A young Jude didn’t really watch football on television. Instead, he would see the glory and physicality close up on the Saturday morning sidelines of his father’s games. It left an impression.
“I used to watch him play all the time; it’s where I started to get that love for football,” he told the Guardian.
“That non-league style of toughness and being gritty when you need to be is reflected in my game. That comes from watching my dad play – even though he never tackled!”
Jude did tackle. And pass. And dribble. And create.
Such was the completeness of his midfield game that his coaches gave him the number 22 shirt – the one that Birmingham would later retire – as a reminder.
It was the total reached by combining the numbers of a defensive anchorman (four), a box-to-box touch merchant (eight) and a final-third creator (10).
It didn’t take much calculation to see Bellingham was a rare talent though.
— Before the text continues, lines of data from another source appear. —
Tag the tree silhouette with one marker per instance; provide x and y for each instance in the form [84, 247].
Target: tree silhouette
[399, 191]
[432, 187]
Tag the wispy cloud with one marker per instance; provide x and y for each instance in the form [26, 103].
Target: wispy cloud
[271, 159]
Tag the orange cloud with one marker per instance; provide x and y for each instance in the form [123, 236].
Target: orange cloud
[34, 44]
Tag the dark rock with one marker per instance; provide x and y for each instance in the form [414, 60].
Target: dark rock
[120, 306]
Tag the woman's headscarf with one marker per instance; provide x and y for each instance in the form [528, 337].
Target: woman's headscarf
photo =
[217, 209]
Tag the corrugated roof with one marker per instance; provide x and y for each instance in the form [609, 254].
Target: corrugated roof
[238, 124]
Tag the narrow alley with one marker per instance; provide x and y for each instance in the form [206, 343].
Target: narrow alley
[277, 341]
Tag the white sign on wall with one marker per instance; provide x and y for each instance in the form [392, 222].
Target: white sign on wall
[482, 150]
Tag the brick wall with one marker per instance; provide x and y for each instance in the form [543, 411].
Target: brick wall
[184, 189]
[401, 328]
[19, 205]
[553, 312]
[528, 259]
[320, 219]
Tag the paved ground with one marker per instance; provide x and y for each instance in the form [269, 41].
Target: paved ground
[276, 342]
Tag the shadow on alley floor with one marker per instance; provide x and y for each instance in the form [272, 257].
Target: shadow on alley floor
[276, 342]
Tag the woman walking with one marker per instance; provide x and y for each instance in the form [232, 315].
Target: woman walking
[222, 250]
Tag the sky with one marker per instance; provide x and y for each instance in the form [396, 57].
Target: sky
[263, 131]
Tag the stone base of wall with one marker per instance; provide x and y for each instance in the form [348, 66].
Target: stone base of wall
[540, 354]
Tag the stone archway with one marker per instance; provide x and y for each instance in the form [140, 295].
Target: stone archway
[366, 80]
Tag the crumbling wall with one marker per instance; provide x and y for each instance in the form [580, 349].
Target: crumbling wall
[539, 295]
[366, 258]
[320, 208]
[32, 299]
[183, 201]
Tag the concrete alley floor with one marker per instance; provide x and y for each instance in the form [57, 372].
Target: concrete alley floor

Few players have passed the ‘eye test’ so conclusively.
He covered the ground in a languid, liquid gallop, nimbly retained the ball with deft touches and dropped shoulders and invariably chose the right option to put his team in a better position on the pitch.
He made his Birmingham first-team debut just a month after his 16th birthday, starting a 3-0 EFL Cup defeat by Portsmouth.
Three weeks later, he marked his home debut with the winning goal against Stoke. He never looked back.
He made 44 appearances that season to a backdrop of increasing speculation.
Premier League scouts wrote back with glowing reports.
Arsenal were already well on his trail, having tried to prise him away from St Andrew’s as a 14-year-old.
But it was Manchester United who came on strongest.
Bellingham was given a tour of the training ground in early 2020. United’s pitch centred on the number seven shirt. Eric Cantona and Bryan Robson – two of its most famous occupants – were on hand to greet him and his family.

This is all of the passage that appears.